Shuffling a List Based On an Int List

Question

Given the code:

data Error a = Fail|Ok a
               deriving (Eq, Ord, Show)

split :: Int -> [a] -> (Error ([a],[a]))
split 0 list = Ok ([], list)
split n list
    | n < 0 = Fail
    | n > length (list) = Fail
    | otherwise = Ok (take n list, drop n list)

interleave ::  [a] ->  [a] -> [a]
interleave list [] = list
interleave [] list = list
interleave (x:xs) (y:ys) = x : y : interleave xs ys


shuffle :: [Int] -> [a] -> Error [a]

How I write the function shuffle which will take a list of Ints, and split another list based on those ints. Examples of the int list would be intList = [20,23,24,13] where shuffle will split a list after the 20th element, interleave, split after the 23rd element, interleave, and so on.

Answer 1

I figured it out:

shuffle [] xs = Ok (xs)
shuffle (x:xs) list = case (split x list) of
                           Fail        -> Fail
                           Ok (l1, l2) -> shuffle xs (interleave l1 l2)

Answer 2

Okay, what you want is basically the following:

Given a list xs and indices [a1, a2, a3, ..], split xs at a1, interleave, split it at a2 and interleave, and so on...

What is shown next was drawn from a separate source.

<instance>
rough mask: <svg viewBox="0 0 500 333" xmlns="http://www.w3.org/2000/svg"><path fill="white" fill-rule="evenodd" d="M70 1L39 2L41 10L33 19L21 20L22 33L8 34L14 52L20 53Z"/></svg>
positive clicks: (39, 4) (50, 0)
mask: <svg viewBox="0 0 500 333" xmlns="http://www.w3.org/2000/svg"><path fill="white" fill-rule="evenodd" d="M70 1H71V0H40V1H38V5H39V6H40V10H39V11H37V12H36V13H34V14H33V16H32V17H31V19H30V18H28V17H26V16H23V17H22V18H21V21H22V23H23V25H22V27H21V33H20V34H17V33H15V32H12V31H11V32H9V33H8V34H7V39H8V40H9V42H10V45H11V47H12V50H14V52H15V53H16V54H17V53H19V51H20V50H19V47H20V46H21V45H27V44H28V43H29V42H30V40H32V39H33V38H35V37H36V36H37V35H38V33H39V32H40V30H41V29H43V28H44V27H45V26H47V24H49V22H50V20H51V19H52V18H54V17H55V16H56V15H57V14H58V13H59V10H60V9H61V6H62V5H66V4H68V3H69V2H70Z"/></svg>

Now that leaves us with two functions:

step :: Int -> [a] -> [a]
step index xs = ??? -- something with split and interleave

shuffle :: [a]
shuffle [] xs = xs
shuffle (i:indices) xs = let newList = step i xs
                         in ??? -- something with recursion

Try to write the rest of these functions on yourself.

step can easily be expressed as let (x1, x2) = split index xs in interleave x1 x2. Basically, the rest of shuffle can be written as shuffle indices newList.